With today's economy putting particular pressure on minorities, Red Tails could "prove to be a story of triumph that lifts us all in tough times," says Hilary Shelton, senior vice president of advocacy and policy for the National Association for the Advancement of Colored People.
"What was both an ugly era for our people and for America also produced this amazing tale of triumph over racism," he says. "That a noted filmmaker like George would take on this story is a real source of pride."
Lucas brushes off suggestions that the film will make him a hero in the African-American community. "I've had people say 'Thank you for making this movie,' but my reasons have to do with the kids," he says.

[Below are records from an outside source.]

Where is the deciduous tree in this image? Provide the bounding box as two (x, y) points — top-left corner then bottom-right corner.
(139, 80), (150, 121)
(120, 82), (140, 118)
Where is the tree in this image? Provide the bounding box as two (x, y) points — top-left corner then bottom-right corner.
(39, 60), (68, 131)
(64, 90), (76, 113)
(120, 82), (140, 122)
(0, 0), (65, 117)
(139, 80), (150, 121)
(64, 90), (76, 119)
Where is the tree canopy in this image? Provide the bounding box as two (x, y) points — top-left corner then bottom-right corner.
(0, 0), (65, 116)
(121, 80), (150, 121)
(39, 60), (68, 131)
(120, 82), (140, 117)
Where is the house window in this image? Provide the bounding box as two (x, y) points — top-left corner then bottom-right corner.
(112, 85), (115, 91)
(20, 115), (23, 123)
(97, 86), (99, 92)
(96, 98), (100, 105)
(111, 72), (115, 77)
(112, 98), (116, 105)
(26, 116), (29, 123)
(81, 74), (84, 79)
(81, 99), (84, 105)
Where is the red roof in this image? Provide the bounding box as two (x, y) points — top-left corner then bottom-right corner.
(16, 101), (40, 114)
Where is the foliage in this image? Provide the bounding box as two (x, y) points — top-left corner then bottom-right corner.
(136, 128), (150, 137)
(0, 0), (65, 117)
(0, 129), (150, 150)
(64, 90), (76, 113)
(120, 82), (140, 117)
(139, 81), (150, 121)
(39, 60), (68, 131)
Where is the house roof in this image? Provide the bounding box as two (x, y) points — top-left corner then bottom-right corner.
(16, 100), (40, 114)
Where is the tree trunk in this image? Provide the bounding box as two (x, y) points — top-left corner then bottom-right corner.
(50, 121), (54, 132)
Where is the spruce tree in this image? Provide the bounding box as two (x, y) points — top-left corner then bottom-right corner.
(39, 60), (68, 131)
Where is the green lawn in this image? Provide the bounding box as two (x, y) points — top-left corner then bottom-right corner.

The only praise he accepts is from the Airmen themselves.
"Their approval is the biggest relief of all. In the end, I was trying to get it right, but I was also trying to get it done," he says with a laugh. "We had them up to the ranch two or three times a year for decades. I wanted to finish it for those guys."
But as much as Lucas wanted to make Red Tails for a dwindling group of aging African-American heroes, he also made it for a young George Walton Lucas, who when he wasn't lusting after hot rods liked nothing more than to disappear out of the Central Valley heat and into a cool movie theater where he would be transported to the flak-filled skies over France or Midway.
"When you think about it, other than Saving Private Ryan, there haven't been many movies like Back to Bataan and Battle of Britain, plain old propaganda movies where there were good guys and bad guys. So that appealed to me about Red Tails," he says, smiling. "It's all left over from me being 10 years old."